In 2008, the Metropolitan Police shut down one of its undercover units known as the Special Demonstration Squad (SDS). The individuals of the SDS were tasked with infiltrating highly dangerous activist groups and relaying useful information to prevent heinous acts of criminality such as sit ins and acoustic covers of Nick Cave songs. It emerged that these ‘spies’ were using their talents of astute khaki trouser arrangement and questionable techniques of deception for evil. Our very own Dave(y) Brasco, played by Samuel Oatley, juggles the rush of being in the field, in this case the ravishing Ratcliffe-on-Soar power station, with a new duplicitous relationship, in Kefi Chadwick’s pseudo political drama.
Designer Sara Perks’ tiered staging levels imposed itself on the space and set the play up to be quite the grandiose affair. With an Escher-like understanding of the stage, Perks utilised every inch of space and succeeded in creating four independent rooms. Disappointingly, the large white screens in which the action was framed were severely misused, their only real purpose being to project outdated Getty Images of generic protests. It could be expected that the clandestine nature of the piece would warrant a range of exciting thrills. Adam P McCready certainly channelled his inner Bond when composing the score but his ostentatious overture seemed inappropriate, as the action on stage never reached the same heights.
“At times, Sissons’ robotic handling of the script results in the already strained relationship with Dave becoming somewhat of a parody”
Chadwick’s script is laden with rom-com clichés, transparent political sentiments and lacks any kind of understanding of how people in long-term relationships actually communicate. The writer was able to interview female activists who had been romantically involved with SDS officers, yet the dialogue lacks any kind of authenticity and at times descends into total farce. Director Giles Croft’s admirable attempts to breathe life into Chadwick’s sterile text can be seen in the mannerisms of revolutionist Gav, played by the talented Nicholas Karimi. Unlike Gav’s flatmate Mel (Kate Sissons), Karimi manages to convey sincere and well-balanced emotions. At times, Sissons’ robotic handling of the script results in the already strained relationship with Dave becoming somewhat of a parody. But Croft is not completely innocent in this either, failing to instruct his wedded actors that after thirteen years of marriage, couples tend to become slightly more relaxed around one another.
“It is the conflict between the two opposing narratives of his real and undercover lives, which supposedly tear Dave apart”
It is the conflict between the two opposing narratives of his real and undercover lives, which supposedly tear Dave apart and it is the same conflict that appears to plague Chadwick’s production.

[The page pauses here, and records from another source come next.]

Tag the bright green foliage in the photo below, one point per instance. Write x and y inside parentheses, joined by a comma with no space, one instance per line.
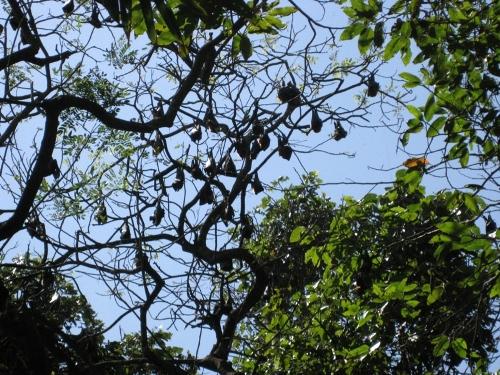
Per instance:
(398,283)
(174,22)
(456,46)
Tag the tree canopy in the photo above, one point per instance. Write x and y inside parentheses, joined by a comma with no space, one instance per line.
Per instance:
(134,134)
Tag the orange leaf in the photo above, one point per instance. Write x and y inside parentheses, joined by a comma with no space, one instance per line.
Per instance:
(415,162)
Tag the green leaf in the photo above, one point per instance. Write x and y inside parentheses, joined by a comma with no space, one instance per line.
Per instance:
(414,111)
(436,126)
(365,40)
(430,108)
(435,295)
(235,47)
(495,291)
(359,351)
(297,233)
(246,47)
(451,227)
(459,345)
(351,31)
(168,16)
(464,158)
(441,344)
(147,13)
(471,204)
(282,11)
(410,79)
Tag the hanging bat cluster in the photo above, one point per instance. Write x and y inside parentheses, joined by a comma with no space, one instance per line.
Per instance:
(210,121)
(195,133)
(228,167)
(158,214)
(378,34)
(227,213)
(16,20)
(206,195)
(373,86)
(196,171)
(157,144)
(247,227)
(94,17)
(289,94)
(264,141)
(52,169)
(179,179)
(316,122)
(284,149)
(68,7)
(206,70)
(35,227)
(101,215)
(339,132)
(125,231)
(257,185)
(210,166)
(226,265)
(490,226)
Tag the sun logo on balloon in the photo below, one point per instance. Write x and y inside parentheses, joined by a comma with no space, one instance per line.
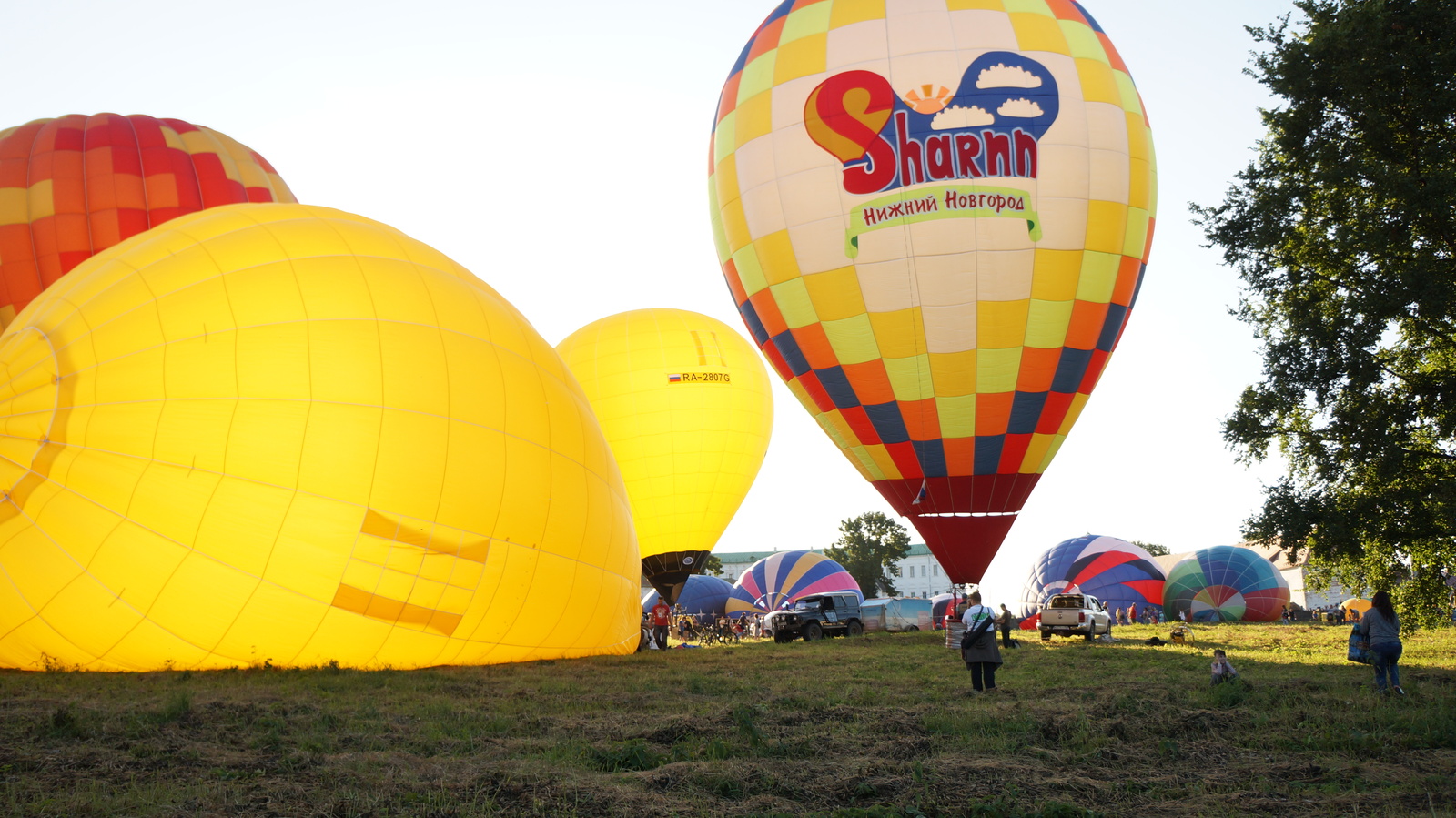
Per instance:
(928,97)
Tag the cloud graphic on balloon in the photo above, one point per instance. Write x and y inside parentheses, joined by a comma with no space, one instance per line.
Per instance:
(1006,76)
(957,116)
(1021,108)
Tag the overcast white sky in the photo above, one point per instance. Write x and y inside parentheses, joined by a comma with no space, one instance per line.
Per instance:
(560,152)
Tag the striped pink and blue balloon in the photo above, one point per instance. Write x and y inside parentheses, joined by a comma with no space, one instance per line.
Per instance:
(778,580)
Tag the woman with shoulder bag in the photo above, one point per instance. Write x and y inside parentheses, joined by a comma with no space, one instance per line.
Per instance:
(1382,628)
(979,645)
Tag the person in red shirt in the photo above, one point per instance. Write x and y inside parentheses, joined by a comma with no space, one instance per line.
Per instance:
(662,619)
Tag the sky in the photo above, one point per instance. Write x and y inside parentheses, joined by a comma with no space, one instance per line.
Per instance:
(560,152)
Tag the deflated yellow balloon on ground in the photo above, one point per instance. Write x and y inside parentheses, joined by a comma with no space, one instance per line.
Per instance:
(290,434)
(684,405)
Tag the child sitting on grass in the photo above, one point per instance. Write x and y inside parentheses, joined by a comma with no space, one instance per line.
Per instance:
(1222,670)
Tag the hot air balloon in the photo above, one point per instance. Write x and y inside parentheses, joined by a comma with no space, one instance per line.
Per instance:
(1114,571)
(684,405)
(701,594)
(938,277)
(77,185)
(781,578)
(1225,584)
(290,434)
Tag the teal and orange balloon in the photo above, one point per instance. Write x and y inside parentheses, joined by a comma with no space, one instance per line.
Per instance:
(934,221)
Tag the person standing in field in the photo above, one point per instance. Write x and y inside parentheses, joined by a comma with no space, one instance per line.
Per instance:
(1005,621)
(979,645)
(662,621)
(1380,626)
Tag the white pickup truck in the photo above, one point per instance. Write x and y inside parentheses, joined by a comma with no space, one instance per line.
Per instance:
(1075,614)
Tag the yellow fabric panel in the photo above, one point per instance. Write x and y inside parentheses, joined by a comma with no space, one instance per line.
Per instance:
(1098,83)
(897,332)
(801,57)
(1082,43)
(1047,323)
(757,77)
(1056,277)
(846,12)
(1107,225)
(1132,102)
(1001,323)
(836,429)
(754,116)
(996,370)
(793,298)
(803,22)
(1098,277)
(954,373)
(852,339)
(836,294)
(750,272)
(883,461)
(210,488)
(779,250)
(910,378)
(957,415)
(1038,32)
(691,449)
(1136,237)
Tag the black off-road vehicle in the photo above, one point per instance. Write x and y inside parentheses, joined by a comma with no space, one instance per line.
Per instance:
(812,618)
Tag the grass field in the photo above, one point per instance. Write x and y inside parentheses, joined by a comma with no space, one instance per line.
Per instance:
(858,728)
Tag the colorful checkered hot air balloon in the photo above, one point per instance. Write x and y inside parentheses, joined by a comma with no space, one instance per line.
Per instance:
(776,580)
(1114,571)
(938,277)
(76,185)
(1225,584)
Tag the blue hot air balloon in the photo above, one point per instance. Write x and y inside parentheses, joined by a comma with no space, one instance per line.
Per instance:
(701,596)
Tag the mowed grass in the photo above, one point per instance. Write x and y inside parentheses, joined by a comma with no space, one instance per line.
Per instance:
(856,728)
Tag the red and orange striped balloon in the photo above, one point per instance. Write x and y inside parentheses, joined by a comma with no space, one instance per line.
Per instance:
(76,185)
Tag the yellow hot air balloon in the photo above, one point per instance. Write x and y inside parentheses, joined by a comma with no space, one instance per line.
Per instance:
(684,405)
(290,434)
(938,276)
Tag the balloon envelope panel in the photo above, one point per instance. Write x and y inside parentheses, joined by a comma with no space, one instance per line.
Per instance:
(934,218)
(683,402)
(76,185)
(701,594)
(1114,571)
(776,580)
(271,431)
(1227,584)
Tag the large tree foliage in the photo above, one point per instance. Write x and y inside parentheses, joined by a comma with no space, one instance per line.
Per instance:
(1343,232)
(868,546)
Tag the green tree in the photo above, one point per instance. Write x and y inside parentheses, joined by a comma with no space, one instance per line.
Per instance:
(713,567)
(1343,232)
(868,546)
(1152,548)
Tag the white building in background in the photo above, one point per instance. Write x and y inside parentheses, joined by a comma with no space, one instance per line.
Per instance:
(919,572)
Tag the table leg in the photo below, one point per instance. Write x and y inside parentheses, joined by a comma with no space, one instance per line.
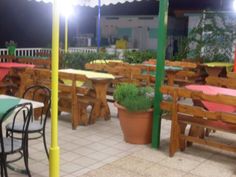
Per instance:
(101,87)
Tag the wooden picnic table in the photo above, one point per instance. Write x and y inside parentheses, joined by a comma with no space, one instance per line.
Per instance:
(100,83)
(170,72)
(211,106)
(217,68)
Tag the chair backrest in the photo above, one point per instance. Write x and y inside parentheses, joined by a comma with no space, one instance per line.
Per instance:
(19,113)
(42,94)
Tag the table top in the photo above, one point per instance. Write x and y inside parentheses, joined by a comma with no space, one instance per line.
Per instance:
(89,74)
(7,102)
(15,65)
(218,64)
(212,90)
(167,68)
(106,61)
(33,57)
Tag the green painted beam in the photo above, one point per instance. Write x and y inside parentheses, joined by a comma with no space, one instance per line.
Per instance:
(161,51)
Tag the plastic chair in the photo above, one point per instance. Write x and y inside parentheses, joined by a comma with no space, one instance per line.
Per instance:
(38,121)
(10,145)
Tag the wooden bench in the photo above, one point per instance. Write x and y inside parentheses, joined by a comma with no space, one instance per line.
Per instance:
(195,115)
(73,97)
(7,58)
(221,82)
(231,75)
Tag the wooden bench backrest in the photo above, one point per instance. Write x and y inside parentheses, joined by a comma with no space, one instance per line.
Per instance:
(39,63)
(198,111)
(195,115)
(182,64)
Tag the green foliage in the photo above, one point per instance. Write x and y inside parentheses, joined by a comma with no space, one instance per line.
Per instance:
(212,39)
(138,56)
(134,98)
(125,90)
(78,60)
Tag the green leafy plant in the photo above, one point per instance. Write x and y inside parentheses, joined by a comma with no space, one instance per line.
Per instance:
(138,56)
(134,98)
(212,39)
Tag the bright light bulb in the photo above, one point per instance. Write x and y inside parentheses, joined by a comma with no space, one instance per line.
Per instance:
(234,5)
(66,7)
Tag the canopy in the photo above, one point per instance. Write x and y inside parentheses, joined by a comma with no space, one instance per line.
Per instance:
(90,3)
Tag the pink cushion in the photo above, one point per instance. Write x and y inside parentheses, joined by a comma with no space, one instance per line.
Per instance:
(15,65)
(212,90)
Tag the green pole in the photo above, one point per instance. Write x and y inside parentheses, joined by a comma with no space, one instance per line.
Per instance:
(160,64)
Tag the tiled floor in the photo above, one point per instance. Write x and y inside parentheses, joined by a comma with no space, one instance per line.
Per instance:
(99,151)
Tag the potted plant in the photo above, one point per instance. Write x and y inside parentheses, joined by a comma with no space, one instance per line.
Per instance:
(11,47)
(135,110)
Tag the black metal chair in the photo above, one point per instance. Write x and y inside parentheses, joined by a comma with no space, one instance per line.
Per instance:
(10,145)
(38,121)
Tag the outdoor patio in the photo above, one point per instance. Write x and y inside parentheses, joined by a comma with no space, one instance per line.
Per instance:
(99,150)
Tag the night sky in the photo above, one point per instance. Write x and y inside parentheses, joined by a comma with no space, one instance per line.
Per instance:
(29,23)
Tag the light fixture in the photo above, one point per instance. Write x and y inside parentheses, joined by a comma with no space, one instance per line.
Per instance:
(66,8)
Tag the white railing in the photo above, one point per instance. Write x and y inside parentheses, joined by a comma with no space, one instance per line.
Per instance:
(82,49)
(35,51)
(31,51)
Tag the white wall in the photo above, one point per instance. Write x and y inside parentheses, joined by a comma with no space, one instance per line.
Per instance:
(140,26)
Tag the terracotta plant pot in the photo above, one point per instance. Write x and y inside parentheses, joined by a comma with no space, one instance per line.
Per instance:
(136,126)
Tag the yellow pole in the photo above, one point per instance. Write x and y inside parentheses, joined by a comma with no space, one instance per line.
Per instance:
(54,151)
(66,34)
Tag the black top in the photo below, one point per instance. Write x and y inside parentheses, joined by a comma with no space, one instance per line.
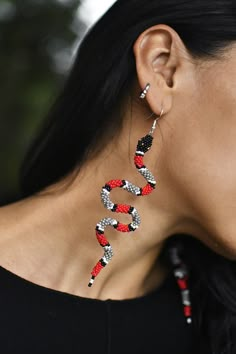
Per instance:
(39,320)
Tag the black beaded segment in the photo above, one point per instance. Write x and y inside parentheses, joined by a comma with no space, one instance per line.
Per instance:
(92,278)
(145,143)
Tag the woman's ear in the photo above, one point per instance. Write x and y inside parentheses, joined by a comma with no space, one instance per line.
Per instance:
(158,57)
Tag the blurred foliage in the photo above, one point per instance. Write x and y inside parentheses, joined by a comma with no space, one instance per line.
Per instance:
(36,42)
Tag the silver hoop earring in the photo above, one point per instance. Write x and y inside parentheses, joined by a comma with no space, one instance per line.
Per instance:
(144,92)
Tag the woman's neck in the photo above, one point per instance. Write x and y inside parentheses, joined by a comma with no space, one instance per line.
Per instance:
(50,238)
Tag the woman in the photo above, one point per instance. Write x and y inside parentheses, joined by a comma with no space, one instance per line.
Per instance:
(164,71)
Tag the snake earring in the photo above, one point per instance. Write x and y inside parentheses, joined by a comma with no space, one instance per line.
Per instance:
(144,144)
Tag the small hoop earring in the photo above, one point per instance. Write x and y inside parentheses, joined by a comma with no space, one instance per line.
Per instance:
(143,94)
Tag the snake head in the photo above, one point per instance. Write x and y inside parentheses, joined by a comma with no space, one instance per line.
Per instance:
(145,143)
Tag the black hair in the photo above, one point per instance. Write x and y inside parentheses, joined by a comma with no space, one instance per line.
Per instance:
(78,125)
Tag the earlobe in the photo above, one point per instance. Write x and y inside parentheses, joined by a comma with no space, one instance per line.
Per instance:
(156,62)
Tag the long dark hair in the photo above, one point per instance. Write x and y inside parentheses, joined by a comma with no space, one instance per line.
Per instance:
(79,123)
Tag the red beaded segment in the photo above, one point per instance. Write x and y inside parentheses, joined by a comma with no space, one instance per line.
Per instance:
(138,160)
(96,270)
(114,183)
(102,239)
(123,208)
(123,228)
(182,283)
(147,189)
(188,311)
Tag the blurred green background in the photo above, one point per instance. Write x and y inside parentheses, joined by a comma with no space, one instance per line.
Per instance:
(37,41)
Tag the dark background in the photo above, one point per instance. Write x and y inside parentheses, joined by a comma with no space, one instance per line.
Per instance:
(37,42)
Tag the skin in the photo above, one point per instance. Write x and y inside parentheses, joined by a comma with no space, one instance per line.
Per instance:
(49,238)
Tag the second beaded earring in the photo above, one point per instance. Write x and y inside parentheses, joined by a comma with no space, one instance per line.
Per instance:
(144,144)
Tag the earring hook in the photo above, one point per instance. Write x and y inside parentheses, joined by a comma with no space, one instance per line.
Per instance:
(155,121)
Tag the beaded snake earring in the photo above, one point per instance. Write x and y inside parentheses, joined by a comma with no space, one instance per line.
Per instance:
(143,146)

The writer has set out to tell a “very personal story at the heart of a political issue”, but in not fully committing to either style, has jeopardised both storylines. Like every undercover agent before him, Dave is aware that getting too close to the case is dangerous. The deeper he gets, the more his web of lies becomes harder to escape but Mel’s winsome woodenness is simply too appealing.
The broader political message sporadically peppered throughout the piece is a pressing issue. Government surveillance and covert operations should be exposed and the culprits should be held accountable. Chadwick, despite the aforementioned mishaps, has been brave to approach a topic that Scotland Yard have desperately tried to sweep under the rug.